Act of Valor: How the Novelization Was Done
The story within the story, Part 3 of 3
Like many movies, there is a novelization attached to Act of Valor. The book, Tom Clancy Presents: Act of Valor, by Dick Couch and myself, was published in January and is in its fourth week on the New York Times mass market paperback best-seller list, currently sitting at #8 on the list that will hit the print edition of The New York Times on Feb. 26, 2012, the same weekend the movie is released. How the novelization came to pass is a unique story unto itself.
In April of 2011, co-author Dick Couch and I were invited by the principals at the Bandito Brothers film company to visit them at their Culver City studio and see a screening of their new film. After the screening, we were sitting with one of the directors, Mike “Mouse” McCoy, composing ourselves after the event. “Composing ourselves” isn’t an overstatement or hyperbole. Act of Valor is an emotional film and a moving one, and we were, at once, completely riveted and blown away by what we had seen.
We talked with McCoy and Bandito Brothers COO, Max Leitman, about our impressions of the film and talked about some other initiatives related to the film, as well as about some of Bandito Brothers’ other projects (the day we visited they were in the middle of filming a commercial for the new BMW X6). There was a slight lull in the conversation and I turned to McCoy and asked, “So, who’s writing the book?”
“The book?” he replied. “No one. We’ve been so busy making the movie we hadn’t had time to think about that.”
“Well, would you consider having Dick and I do that?” I said. And with that, the novelization of Act of Valor was under way.
By the summer of 2011, we were well-embarked on a novelization. Working with the Kurt Johnstad script and a pre-release DVD of the movie, we created a backstory for all the major characters; the Navy SEALs of the Bandito Platoon (the informal name of the SEALs who starred in the movie), SEAL family members, and the villains the SEALs needed to defeat, as well as other characters – major and minor. While the movie implicitly addressed core values such as honor, courage, commitment, character, nobility, sacrifice, family values, and others, for the novelization, we needed to walk the reader through these explicitly and show how the success the U.S. Navy SEALs have enjoyed in missions throughout their history has been critically dependent on these core values.

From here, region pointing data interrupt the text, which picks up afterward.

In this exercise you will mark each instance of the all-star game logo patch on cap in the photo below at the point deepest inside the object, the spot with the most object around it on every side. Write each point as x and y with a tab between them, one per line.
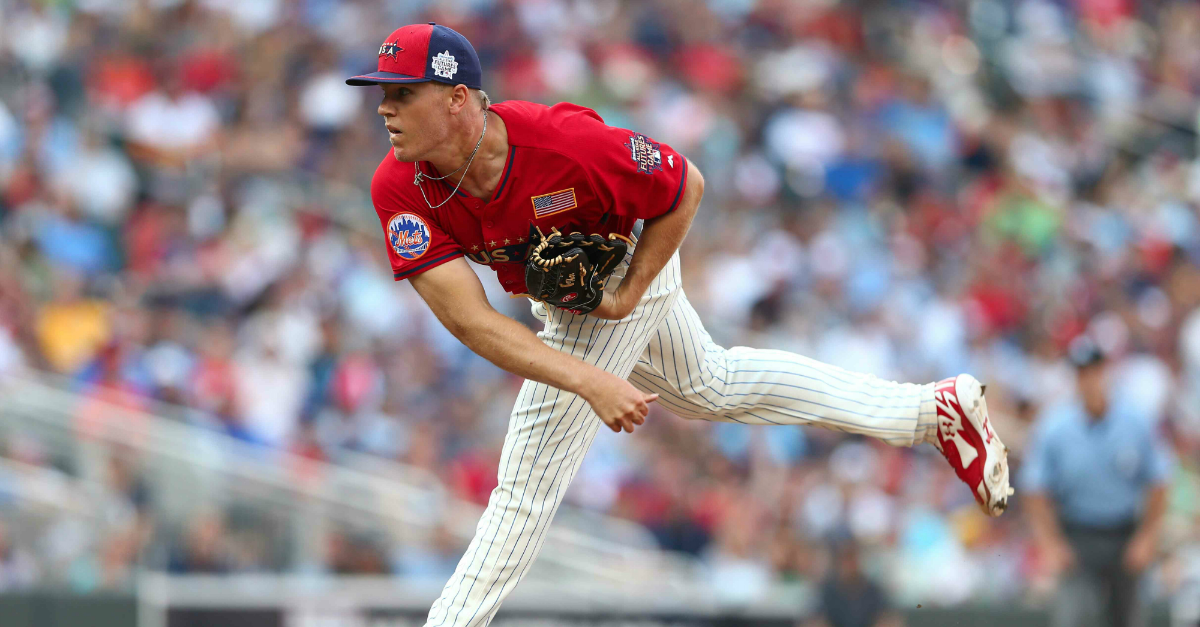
425	52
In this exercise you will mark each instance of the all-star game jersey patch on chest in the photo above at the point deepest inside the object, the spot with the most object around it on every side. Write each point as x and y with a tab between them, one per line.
645	153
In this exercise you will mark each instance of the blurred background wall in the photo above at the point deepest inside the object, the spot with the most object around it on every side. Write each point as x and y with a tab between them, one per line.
910	189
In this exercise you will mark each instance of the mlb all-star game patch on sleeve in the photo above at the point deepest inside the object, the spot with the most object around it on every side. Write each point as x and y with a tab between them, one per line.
415	243
633	174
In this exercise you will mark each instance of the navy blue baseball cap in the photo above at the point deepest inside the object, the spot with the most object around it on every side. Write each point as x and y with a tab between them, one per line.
425	52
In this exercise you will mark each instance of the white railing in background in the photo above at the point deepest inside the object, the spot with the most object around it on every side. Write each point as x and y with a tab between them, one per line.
190	465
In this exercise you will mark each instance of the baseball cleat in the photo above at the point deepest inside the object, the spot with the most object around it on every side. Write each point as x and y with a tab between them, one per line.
967	441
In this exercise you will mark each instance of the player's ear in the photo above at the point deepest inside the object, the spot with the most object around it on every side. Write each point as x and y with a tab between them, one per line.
459	97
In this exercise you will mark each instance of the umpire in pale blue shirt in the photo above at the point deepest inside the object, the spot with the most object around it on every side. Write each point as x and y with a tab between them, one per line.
1095	478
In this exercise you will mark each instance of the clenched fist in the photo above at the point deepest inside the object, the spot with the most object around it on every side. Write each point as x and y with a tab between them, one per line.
618	402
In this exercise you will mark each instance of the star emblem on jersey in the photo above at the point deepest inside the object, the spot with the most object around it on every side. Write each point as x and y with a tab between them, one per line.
645	151
444	65
408	236
390	49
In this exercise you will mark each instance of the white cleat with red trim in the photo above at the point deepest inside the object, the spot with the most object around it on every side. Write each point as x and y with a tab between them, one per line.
966	439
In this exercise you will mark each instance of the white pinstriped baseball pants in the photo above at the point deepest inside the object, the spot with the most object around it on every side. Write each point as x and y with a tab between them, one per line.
663	348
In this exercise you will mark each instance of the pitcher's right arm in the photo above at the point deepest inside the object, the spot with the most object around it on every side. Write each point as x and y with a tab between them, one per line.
456	297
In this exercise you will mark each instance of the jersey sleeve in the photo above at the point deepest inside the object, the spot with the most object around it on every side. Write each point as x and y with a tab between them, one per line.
633	174
415	243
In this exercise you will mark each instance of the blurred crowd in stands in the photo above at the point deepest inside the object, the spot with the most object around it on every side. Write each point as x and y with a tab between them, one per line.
906	189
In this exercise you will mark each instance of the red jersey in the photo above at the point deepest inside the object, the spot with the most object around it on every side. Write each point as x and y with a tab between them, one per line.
565	168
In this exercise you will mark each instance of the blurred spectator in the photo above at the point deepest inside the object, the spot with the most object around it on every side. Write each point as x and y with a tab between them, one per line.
1096	477
849	597
204	548
17	567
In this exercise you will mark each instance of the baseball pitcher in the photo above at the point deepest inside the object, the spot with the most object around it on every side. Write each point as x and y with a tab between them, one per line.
586	220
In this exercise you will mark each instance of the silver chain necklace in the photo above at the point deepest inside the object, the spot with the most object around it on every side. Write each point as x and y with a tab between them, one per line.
417	179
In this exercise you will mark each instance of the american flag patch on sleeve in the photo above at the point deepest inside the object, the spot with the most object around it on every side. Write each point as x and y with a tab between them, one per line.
553	203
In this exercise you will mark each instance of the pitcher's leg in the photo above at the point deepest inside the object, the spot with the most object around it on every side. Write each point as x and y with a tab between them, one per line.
697	378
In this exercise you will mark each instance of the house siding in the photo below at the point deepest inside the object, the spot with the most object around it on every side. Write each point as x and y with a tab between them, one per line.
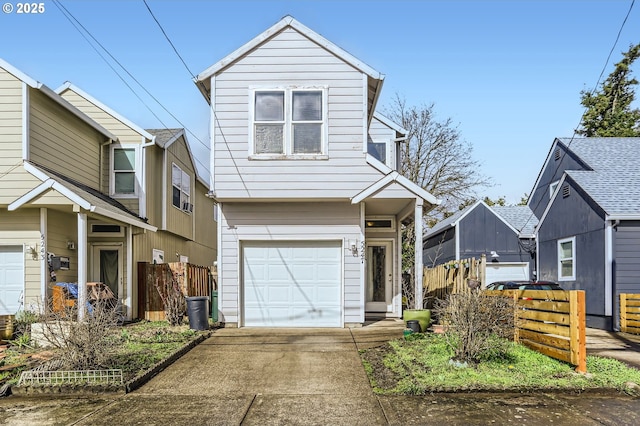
178	221
126	136
290	59
14	179
553	171
482	232
627	263
55	138
586	223
286	222
23	229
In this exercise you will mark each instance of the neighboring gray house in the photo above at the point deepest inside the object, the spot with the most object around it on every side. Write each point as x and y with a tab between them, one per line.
587	197
504	233
304	173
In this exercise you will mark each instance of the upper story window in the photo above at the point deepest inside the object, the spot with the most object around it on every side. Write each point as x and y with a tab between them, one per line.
289	123
123	168
181	185
567	259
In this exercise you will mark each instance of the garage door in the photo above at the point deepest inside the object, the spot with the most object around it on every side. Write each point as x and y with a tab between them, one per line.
292	284
11	279
507	272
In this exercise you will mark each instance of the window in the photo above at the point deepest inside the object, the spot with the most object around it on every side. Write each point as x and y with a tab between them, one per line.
181	183
288	122
567	259
124	171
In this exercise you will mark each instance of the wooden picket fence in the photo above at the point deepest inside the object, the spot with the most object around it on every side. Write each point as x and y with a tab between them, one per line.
630	313
552	323
192	280
451	278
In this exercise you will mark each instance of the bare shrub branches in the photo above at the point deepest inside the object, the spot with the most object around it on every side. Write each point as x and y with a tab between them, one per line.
478	326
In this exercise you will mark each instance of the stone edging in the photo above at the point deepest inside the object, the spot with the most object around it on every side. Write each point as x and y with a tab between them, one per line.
130	386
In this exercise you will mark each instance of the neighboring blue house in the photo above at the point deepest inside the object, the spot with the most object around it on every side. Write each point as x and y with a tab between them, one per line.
587	199
504	233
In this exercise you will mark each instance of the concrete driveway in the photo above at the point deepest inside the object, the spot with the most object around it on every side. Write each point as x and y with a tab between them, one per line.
303	377
261	376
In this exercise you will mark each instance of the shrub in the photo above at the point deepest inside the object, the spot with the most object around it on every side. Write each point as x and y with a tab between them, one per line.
478	325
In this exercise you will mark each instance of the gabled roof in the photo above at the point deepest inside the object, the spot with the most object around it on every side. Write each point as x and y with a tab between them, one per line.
164	138
391	179
70	86
288	21
56	97
612	181
519	218
390	124
203	80
77	193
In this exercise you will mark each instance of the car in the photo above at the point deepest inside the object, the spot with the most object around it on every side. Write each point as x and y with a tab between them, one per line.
524	285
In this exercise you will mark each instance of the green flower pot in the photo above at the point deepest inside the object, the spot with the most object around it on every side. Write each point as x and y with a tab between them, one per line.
422	315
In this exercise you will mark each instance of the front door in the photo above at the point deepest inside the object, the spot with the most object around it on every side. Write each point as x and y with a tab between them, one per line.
107	267
379	276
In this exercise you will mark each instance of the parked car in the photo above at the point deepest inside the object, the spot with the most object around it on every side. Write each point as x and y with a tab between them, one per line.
524	285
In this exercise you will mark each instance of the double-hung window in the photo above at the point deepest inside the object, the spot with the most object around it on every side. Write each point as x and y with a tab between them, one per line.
181	186
123	167
567	259
289	123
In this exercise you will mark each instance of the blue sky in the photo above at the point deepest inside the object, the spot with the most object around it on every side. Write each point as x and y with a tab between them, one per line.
508	73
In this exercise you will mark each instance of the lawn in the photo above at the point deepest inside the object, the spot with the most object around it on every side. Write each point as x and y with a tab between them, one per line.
135	348
420	364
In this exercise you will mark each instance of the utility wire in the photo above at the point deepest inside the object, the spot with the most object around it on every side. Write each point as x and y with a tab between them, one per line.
593	90
207	94
74	21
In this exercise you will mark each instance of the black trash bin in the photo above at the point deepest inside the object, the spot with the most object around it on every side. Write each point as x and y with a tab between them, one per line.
198	312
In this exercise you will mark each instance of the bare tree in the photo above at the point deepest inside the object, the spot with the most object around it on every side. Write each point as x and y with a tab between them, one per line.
436	157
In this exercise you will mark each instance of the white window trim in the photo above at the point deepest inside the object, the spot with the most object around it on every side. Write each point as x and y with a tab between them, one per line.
181	191
137	171
288	123
573	259
553	186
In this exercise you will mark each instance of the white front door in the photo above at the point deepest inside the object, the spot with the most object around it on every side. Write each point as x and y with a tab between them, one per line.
379	260
107	266
11	279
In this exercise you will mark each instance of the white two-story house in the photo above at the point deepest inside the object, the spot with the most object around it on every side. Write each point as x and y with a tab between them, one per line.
304	174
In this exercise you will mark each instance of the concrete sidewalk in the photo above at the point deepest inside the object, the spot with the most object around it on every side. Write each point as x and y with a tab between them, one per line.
310	377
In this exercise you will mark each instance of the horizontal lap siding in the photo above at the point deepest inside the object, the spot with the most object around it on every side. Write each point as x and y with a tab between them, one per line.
14	179
62	142
288	222
22	228
290	59
627	257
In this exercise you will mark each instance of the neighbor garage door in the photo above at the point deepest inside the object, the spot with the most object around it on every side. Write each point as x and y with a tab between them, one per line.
11	279
507	272
292	284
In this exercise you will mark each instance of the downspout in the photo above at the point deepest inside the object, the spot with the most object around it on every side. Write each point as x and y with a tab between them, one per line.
608	272
44	264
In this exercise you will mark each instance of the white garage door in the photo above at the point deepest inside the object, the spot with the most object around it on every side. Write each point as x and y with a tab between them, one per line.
292	284
507	272
11	279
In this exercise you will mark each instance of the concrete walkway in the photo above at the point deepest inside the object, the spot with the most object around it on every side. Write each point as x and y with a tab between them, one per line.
255	376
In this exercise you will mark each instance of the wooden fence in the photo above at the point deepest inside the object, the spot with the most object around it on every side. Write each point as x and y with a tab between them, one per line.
451	278
630	313
552	323
191	279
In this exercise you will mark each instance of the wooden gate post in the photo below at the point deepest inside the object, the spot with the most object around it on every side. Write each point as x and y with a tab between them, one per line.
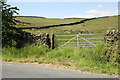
52	41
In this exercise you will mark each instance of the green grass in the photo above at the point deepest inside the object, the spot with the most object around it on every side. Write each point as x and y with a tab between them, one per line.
36	21
99	25
84	59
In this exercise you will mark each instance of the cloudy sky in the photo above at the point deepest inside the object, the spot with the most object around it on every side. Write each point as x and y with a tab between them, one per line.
67	9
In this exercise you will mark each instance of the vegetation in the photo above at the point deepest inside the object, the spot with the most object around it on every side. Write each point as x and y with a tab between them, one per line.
10	35
84	59
38	21
98	25
100	59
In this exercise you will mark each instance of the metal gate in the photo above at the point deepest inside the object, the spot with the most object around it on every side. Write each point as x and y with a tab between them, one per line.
79	40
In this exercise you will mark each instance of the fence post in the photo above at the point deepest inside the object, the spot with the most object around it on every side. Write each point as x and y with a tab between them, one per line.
52	41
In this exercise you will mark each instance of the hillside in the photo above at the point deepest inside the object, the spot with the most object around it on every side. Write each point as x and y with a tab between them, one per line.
98	25
26	21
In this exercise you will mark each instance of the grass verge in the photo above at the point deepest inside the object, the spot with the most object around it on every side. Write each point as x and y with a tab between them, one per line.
84	59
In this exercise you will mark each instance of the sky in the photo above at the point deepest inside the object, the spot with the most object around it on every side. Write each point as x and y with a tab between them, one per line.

A novelization is a different and unique undertaking. In a novel, the writer comes up with a high concept for the story, originates a plot and a story line, introduces and develops the characters, and drives the action – lots of action if the novel is to be successful. When a writer really gets into writing a novel, the characters can take on a life of their own and start to drive the action themselves, and you find yourself asking, “Well, what would this person do now?” If you really get cranking on a novel it can feel like you’re just a reporter watching the action and writing down what you see the characters doing.
But in a novelization, that’s not what happens. In Act of Valor, the story had already been developed by the Bandito Brothers team and the characters brought to life on screen by the directors. And in film, it’s all visual and aural – we watch what the characters say and what they do. In Act of Valor, like most movies, we learn a little bit about what the characters are thinking through the directors’ use of voice-over. But the rest of the film the viewer has to intuit.